Some commonly used android layouts such as RelativeLayout and LinearLayout (when weights are nonzero) have onMeasure() implementations that measure their children twice, resulting in exponential running time when nested. This is easily verifiable by emitting Log entries from a leaf View's onMeasure()... it gets called 2depth times.
Can someone give a clear and specific description as to why this is? Most importantly, is this exponential behavior due to an important part of the overall contract, or is it just an implementation detail that might be optimized away? If it is believed to be unavoidable, please give an example that requires it.
Such an example would greatly help me and others who are grumbling that the "keep your layouts shallow" mandate is burdensome and who are wondering whether this is being driven simply by not-yet-optimal algorithms in the core libraries, or whether there really is a fundamental difficulty blocking a fix.
Perhaps a minimal example would consist of a Button inside a LinearLayout inside another LinearLayout (with match_parent and weight=1 everywhere, to trigger the full exponential behavior), with some additional parameters or circumstances making it clear that all four of the calls to Button.onMeasure() are indeed meaningful and necessary.
My first guess would be that only two linear-time traversals are really needed-- the first traversal to gather everyone's preferred sizes, the second traversal to distribute slack and/or shrinkage. Other layout engines in the world, such as those for Tex and Swing and HTML, seem to be able to routinely handle very deep hierarchies having lots of alignment constraints and stretches, without any exponential blowup, and I imagine that's how they work.
Please note, I don't want answers explaining how the exponential blow-up occurs-- I understand that, and there have been several posts already where that has been asked and answered:
- Why are nested weights bad for performance?
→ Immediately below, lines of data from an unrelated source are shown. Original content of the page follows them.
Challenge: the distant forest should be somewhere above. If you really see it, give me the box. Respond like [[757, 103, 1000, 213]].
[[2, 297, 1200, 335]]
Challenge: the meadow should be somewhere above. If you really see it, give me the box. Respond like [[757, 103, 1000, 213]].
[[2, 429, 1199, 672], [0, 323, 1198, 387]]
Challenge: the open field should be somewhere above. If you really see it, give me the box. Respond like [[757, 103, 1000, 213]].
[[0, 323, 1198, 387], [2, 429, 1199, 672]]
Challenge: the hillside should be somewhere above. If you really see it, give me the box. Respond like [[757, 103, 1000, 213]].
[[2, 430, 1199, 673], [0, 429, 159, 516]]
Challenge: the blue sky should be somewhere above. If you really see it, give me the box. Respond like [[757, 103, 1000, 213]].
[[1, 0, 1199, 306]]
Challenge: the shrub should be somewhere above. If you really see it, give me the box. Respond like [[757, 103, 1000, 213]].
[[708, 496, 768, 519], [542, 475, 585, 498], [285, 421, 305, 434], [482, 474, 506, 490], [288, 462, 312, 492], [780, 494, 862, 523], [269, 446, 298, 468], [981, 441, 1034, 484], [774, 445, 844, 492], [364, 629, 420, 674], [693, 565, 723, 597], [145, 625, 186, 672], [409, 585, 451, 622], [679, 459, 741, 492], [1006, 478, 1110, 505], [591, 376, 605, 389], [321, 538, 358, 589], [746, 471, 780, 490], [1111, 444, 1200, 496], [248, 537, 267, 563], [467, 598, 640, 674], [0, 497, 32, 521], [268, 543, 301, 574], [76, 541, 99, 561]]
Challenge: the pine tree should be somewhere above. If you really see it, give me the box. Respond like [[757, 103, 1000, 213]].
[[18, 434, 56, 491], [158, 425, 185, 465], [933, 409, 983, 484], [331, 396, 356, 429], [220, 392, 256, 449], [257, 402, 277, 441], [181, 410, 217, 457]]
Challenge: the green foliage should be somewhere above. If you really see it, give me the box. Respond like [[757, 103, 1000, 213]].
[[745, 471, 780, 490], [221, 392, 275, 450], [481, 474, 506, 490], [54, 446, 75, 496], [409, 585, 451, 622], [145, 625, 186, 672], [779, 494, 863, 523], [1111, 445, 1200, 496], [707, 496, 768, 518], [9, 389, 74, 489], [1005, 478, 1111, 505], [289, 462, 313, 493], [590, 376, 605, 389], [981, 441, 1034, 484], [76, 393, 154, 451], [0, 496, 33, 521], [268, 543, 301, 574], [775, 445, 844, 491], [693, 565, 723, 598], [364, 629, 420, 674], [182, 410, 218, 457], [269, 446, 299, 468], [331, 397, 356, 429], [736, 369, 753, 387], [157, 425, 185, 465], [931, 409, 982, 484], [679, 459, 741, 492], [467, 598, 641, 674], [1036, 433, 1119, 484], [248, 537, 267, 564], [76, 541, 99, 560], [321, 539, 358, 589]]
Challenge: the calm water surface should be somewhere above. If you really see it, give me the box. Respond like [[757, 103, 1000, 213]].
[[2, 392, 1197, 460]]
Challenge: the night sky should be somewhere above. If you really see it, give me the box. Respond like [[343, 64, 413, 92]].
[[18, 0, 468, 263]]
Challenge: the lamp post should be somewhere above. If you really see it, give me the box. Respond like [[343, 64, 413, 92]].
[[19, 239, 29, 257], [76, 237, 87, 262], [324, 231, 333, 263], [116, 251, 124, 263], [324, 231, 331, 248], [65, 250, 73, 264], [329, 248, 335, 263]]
Alternatives?
- Android layout measuring time doubles with each step up the hierarchy
- Layout Weight warning Nested weight bad performance
- Efficiency of Android Layout hierarchy
My question is whether the recursive double-measuring is fundamentally necessary/justified, and if so, I'd like a clear explanation/example showing why.
Edit 2013/8/22: I think maybe my question is still not getting across. I'll try to clarify and explain my motivation, more boldly this time.
Layout is not an exponentially hard problem, as evidenced by efficient layout engines in the world, such as those for Tex and Swing and HTML.
So, what happened with LinearLayout, and how should the android developer community proceed in response? I am asking not in the spirit of laying blame, but rather to understand and decide how to best move forward.
I can think of 4 possibilities:
- Fix the performance bug in the core library, without changing any contracts
- Change contracts as needed, and fix the performance bug in the core library
- Write an alternative to LinearLayout, that has its essential features (namely distributing extra space among children in specified proportions) but without the performance bug, and use it for new apps
- Continue to micromanage our layouts to work around the performance bug for the rest of our android development careers.
(4) isn't a serious option for me personally. Furthermore it seems clear to me that changing the behavior of LinearLayout at this point is impractical, so I don't believe (2) is a serious option either.
That leaves (1) and (3). I'm capable and willing to do either of those personally, but which one? Obviously (1) is far preferable if it's possible-- so, is it possible? That seems to be the crucial blocking question that needs to be answered in order to determine how to move forward.
I have spent some time in the core code and the doc and it's not becoming clear, so that is why I'm asking the question here.